Most importantly, your team should know who to contact. If the practice owner is on-site, that’s easy enough. But what if they’re out to lunch, on vacation, or it’s an admin-only day? Who should your team contact? Do they have the number for the immigration attorney? These are questions you want answered before ICE shows up. 

A Reality Check for Practice Owners

If your practice…

  • Has grown quickly
  • Uses temp agencies or contractors
  • Has multiple locations where centralized HR, multi-state compliance, or state‑specific rules on cooperation with or refusal of immigration enforcement come into play.
  • Has inconsistent (or non-existent) onboarding practices
  • Has never audited I-9s

…then conservatively, you should assume some level of exposure. Not from a place of panic, but for the purposes of preparation.

ICE enforcement is not random. It’s methodical, document-driven, and increasingly coordinated across agencies.

Final Thoughts

Immigration compliance decisions – especially around audits, warrants, and enforcement encounters – should be made in consultation with a qualified employment or immigration attorney who understands your specific structure, locations, and risk profile. Your general counsel, real estate attorney, healthcare attorney who drafted the associate contracts, etc. will not likely be helpful in this situation other than to refer you to another attorney. If you’re being audited, do not wait until the day the information is due to try and scrounge up the right type of counsel. Know who you’re going to call and do it immediately. 

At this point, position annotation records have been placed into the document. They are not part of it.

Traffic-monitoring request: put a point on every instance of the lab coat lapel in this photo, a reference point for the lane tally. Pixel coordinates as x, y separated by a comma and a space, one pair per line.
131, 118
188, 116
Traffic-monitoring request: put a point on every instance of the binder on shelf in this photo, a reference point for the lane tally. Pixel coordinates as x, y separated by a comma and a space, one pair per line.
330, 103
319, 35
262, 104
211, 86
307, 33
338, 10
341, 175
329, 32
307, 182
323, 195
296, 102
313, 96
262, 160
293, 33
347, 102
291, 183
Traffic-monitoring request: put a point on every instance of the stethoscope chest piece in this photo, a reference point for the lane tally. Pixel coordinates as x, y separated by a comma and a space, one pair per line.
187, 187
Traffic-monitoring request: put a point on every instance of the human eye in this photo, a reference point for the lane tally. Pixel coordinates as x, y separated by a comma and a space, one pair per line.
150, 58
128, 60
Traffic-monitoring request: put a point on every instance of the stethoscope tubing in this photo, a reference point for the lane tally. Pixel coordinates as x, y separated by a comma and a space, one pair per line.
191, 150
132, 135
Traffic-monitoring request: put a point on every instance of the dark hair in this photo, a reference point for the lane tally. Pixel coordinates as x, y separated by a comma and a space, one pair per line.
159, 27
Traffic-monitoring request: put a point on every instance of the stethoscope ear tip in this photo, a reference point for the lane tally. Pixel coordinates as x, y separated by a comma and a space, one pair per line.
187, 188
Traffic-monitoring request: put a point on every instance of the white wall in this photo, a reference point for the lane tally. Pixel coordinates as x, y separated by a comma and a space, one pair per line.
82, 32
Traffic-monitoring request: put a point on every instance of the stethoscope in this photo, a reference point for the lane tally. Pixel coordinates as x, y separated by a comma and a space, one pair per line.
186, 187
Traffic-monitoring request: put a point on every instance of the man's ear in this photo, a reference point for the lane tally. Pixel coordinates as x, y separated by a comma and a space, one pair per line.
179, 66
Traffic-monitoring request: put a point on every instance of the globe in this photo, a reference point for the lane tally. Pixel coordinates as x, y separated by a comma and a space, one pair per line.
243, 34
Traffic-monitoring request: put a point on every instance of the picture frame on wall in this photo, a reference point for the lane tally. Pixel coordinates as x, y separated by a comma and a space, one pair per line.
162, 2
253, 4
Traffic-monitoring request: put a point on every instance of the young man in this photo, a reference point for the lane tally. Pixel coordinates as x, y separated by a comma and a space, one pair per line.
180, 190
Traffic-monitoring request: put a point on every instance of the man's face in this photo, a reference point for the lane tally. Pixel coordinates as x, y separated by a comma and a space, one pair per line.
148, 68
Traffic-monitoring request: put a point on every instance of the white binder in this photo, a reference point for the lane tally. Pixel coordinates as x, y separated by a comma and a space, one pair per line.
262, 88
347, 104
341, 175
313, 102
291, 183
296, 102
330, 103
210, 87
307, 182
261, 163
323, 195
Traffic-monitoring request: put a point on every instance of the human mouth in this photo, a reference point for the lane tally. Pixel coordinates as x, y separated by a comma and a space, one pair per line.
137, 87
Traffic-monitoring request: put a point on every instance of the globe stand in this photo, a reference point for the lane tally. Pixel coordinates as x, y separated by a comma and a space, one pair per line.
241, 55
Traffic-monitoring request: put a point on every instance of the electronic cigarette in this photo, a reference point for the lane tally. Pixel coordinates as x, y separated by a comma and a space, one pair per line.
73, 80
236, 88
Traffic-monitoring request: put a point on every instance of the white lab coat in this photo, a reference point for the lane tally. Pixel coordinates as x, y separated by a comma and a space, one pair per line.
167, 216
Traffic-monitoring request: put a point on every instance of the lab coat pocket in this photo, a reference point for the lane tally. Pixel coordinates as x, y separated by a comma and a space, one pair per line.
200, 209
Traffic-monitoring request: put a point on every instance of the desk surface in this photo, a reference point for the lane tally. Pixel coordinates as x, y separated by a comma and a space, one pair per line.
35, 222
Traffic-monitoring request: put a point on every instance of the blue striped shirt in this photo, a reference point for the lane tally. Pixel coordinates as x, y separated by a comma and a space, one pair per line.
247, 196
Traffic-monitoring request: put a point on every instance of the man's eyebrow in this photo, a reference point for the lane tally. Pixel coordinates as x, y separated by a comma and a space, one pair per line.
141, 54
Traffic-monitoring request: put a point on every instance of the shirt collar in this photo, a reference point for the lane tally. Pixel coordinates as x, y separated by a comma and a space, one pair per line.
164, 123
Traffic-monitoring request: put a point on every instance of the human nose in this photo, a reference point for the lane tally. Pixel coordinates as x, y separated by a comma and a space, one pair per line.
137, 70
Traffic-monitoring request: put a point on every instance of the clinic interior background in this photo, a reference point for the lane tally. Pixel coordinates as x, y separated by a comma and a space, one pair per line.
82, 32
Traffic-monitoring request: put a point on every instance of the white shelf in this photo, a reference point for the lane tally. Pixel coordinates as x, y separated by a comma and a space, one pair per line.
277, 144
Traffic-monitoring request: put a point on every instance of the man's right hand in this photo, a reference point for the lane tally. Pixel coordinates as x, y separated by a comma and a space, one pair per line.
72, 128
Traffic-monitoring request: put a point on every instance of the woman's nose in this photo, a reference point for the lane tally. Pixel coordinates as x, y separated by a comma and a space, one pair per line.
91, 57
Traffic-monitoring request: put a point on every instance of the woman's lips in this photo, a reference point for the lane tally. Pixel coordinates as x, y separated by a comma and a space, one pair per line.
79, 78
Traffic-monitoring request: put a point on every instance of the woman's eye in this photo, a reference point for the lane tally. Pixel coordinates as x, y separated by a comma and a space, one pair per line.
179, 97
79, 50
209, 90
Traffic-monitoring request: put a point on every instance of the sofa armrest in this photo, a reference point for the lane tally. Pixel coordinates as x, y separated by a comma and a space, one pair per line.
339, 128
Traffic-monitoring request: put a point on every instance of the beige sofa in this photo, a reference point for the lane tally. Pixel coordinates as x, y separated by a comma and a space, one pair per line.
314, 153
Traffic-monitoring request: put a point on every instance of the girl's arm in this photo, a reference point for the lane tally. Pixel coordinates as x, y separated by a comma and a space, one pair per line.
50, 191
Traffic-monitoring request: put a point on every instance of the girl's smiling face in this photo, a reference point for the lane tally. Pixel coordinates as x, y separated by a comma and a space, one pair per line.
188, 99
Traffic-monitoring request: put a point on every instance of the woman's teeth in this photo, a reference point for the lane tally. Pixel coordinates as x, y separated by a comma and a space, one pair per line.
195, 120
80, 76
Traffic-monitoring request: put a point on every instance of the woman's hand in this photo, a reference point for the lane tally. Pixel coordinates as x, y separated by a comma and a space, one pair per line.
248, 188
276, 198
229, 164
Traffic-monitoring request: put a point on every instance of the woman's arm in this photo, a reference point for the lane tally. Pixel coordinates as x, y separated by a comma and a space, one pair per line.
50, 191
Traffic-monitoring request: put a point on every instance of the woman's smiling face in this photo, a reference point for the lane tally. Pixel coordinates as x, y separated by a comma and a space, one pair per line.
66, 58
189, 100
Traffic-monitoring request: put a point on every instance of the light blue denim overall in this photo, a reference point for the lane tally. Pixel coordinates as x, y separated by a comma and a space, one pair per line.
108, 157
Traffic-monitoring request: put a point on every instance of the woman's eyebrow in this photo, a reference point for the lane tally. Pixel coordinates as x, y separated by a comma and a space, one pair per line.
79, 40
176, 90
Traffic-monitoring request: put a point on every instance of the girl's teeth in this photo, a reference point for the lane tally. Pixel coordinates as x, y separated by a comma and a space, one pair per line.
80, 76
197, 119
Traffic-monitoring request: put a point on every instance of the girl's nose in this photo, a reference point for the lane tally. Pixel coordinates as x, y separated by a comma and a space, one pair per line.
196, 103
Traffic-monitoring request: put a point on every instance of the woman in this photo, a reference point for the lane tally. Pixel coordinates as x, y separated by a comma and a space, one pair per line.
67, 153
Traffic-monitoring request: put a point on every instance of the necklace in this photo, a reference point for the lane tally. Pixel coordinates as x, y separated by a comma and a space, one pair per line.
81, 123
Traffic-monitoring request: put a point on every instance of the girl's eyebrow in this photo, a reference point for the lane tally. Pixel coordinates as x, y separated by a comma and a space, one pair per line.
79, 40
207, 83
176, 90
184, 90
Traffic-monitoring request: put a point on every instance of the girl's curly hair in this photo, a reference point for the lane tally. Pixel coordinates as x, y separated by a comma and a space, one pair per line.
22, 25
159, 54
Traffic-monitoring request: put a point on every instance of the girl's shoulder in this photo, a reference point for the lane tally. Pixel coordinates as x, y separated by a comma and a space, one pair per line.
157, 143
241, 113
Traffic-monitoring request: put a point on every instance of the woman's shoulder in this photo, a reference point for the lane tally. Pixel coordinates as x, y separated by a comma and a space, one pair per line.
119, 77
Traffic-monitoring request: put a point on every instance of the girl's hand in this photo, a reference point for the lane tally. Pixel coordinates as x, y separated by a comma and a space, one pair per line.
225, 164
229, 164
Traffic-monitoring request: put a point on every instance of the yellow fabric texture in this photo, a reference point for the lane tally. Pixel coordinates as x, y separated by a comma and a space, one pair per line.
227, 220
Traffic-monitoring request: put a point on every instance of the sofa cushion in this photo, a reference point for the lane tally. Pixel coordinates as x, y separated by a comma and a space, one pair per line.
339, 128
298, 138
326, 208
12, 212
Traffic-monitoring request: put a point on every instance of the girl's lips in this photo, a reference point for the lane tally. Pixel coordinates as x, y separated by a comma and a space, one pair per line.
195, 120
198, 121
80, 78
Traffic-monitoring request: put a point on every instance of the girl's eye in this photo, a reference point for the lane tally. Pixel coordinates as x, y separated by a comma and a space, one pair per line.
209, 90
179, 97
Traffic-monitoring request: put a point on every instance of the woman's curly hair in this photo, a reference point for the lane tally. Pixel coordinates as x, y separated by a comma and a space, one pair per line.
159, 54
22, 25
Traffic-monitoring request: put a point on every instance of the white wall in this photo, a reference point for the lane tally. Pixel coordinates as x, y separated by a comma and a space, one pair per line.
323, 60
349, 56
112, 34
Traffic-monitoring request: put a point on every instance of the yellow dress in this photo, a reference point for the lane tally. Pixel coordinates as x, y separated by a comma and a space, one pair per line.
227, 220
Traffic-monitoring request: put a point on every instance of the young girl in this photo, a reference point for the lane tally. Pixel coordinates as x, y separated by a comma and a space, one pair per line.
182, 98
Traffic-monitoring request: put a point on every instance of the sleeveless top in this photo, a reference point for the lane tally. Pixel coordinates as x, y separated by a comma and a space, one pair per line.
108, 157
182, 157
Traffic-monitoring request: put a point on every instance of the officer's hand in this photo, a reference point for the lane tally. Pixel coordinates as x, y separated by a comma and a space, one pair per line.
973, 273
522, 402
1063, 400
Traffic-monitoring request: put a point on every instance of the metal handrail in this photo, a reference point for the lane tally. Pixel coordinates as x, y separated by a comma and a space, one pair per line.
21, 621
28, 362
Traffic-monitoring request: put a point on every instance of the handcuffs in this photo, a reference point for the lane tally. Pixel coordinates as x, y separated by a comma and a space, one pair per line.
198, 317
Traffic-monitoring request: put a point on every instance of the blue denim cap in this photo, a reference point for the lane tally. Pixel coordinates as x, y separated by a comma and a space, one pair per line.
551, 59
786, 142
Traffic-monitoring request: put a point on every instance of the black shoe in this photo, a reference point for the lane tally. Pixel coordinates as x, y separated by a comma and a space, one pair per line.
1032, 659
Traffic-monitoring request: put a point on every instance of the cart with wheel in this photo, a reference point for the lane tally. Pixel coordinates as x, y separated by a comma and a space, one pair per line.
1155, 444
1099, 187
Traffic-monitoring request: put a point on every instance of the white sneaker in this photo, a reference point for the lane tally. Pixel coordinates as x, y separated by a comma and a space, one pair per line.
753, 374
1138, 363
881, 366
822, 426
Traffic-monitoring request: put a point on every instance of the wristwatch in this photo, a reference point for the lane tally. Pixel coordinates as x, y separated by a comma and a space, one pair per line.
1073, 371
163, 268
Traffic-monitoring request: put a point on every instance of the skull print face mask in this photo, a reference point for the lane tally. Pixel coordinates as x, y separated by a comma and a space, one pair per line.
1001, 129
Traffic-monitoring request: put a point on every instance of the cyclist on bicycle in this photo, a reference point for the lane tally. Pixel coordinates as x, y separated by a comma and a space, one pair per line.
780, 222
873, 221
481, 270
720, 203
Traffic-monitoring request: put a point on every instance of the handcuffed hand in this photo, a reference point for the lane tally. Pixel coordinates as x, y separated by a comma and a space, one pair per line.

Preparation is not fear-based leadership. It’s responsible leadership.

If you don’t have a plan for an ICE encounter, now is the time to build one – before someone else builds it for you.

by Kara D. Kelley, CEO of Clinical HR | January 14, 2026 (edited on 01/29/2026 to include the Copper Penny Consulting companion article reference)


*Disclaimer*

This article is provided for general informational and educational purposes only and does not constitute legal advice, tax advice, or professional advice of any kind. No attorney‑client, consultant‑client, or other professional relationship is created by your access to or use of this content. Readers should not act or refrain from acting on the basis of any information contained in this article without seeking advice from qualified legal counsel licensed in the relevant jurisdiction who can consider the specific facts and circumstances of their situation. Any references to third‑party law firms, webinars, attorneys, or publications (including Littler Mendelson P.C. and its attorneys) are for context only and do not constitute sponsorship, endorsement, or approval of this article or its contents by those third parties. Kara D. Kelley, Clinical HR LLC, and any affiliated persons or entities expressly disclaim, to the fullest extent permitted by law, any and all liability for any loss, damage, or adverse consequences arising out of or in connection with the use of or reliance on the information contained in this article. By accessing or using this article, you agree to release, defend, indemnify, and hold harmless Kara D. Kelley, Clinical HR LLC, and their members, managers, employees, and agents from and against any and all claims, liabilities, damages, losses, or expenses (including reasonable attorneys’ fees) arising out of or related to your use of, or reliance on, this content.